My practice is an unlearning of assimilation. It contemplates how the physical body is seen in the public sphere of whiteness and privately within itself. I strive to understand in order to dismantle the systems that have normalized subtle and overt hostilities that are inescapable based on the skins we inhabit. I’m learning through living in too many white dominated communities from coal country to wine country that the construct of whiteness is seeped in fraught fragility.

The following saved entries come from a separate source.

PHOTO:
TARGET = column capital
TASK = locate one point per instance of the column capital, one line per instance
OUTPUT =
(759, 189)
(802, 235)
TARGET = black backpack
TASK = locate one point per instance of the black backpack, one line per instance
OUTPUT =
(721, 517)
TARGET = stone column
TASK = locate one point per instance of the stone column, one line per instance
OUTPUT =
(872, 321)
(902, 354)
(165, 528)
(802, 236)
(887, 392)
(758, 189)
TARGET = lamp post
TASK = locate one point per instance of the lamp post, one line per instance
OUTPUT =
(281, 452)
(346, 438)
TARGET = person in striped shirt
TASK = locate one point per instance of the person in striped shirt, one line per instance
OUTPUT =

Through participant observation as a white-adjacent minoritized body, I’ve witnessed the various ways that anti-Blackness and the white-dominate ethos continue to be prioritized in American culture with the continuation of the capitalist demand for productivity at the expense of Black and Brown bodies.
Creating with processes of craft and documented actions allow for consideration of how ethnic and feminine identity is laboriously performed and endured for the sake of belonging to a hostile state. Working in repetitious processes, I fall into a physical form of meditation in which I trust my body to perform instinctively. Perhaps our gut reactions are the culmination of our ancestral knowledge through their experiences. Much of my work requires a multilayered system of experimenting, scavenging and a regimented routine, a system of invisible labor that supports the Art work. Much like the workers and technologies that make the consumable object. A main difference is the value of western individualism that elevates Art versus the denigration of being a hand in the assembly line.

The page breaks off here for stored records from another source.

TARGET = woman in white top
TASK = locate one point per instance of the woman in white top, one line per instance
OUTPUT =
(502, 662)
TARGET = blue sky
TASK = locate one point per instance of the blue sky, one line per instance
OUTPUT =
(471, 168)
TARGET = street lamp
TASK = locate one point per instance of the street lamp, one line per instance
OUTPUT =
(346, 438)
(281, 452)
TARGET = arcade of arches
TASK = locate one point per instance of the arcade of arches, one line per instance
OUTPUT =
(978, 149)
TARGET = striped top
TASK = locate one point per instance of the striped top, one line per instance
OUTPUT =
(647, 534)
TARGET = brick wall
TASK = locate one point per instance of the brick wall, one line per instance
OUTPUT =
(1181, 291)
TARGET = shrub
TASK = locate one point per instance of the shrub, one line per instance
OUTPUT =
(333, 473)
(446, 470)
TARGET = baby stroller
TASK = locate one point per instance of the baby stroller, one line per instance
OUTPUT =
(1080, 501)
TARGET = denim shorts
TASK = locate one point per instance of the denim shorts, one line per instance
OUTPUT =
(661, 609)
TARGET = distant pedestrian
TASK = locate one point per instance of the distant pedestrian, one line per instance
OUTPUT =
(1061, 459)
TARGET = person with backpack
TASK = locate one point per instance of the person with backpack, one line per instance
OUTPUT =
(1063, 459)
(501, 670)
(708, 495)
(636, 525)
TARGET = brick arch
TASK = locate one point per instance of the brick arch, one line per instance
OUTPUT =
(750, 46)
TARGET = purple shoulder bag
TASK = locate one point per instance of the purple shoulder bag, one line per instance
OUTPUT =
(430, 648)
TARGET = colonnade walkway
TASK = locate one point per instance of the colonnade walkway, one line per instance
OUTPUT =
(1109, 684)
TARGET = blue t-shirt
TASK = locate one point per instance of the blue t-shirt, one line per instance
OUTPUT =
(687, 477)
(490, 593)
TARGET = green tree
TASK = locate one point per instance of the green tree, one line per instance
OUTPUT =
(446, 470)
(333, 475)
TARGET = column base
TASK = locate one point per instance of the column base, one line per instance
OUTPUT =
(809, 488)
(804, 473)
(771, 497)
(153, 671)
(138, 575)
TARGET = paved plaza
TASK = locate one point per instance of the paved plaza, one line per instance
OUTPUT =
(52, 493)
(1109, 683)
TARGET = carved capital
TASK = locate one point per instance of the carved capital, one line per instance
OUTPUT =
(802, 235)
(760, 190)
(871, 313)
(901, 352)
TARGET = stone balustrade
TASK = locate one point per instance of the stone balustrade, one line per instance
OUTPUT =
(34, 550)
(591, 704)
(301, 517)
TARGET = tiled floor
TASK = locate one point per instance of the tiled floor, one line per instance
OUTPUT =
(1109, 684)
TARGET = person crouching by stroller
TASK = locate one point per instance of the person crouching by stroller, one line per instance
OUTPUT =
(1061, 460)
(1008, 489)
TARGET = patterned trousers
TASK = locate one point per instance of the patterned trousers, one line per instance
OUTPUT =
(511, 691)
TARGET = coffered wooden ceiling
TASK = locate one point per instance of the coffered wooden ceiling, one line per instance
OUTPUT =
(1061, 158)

My work is an intimate performance between my body, object and materials. Process gives me both focus and the space for daydream. I am drawn to materials of infinite potential with set characteristics that reveal themselves the more time spent. I care for and tend to the individual pieces that make up the whole, much like my forebears who tended to their fields of crops. Working methodically gives me order and purpose. Yet, I wonder when we know the cycle of routine becomes a false comfort or vicious habit that no longer nurtures us and could cause harm. In this phase of evolution in conceptualizing my practice, I’m lead to consider the radical opposition to productivity: rest. When did rest become a reward for overworking rather than a daily nourishment of being human and present.
I create from an autobiographical narrative because I can only speak from my conscious experiences and felt feelings. Looking toward the histories of my identifiable markers press me to witness and question the traumas, joys, and the mundane in-between of existing.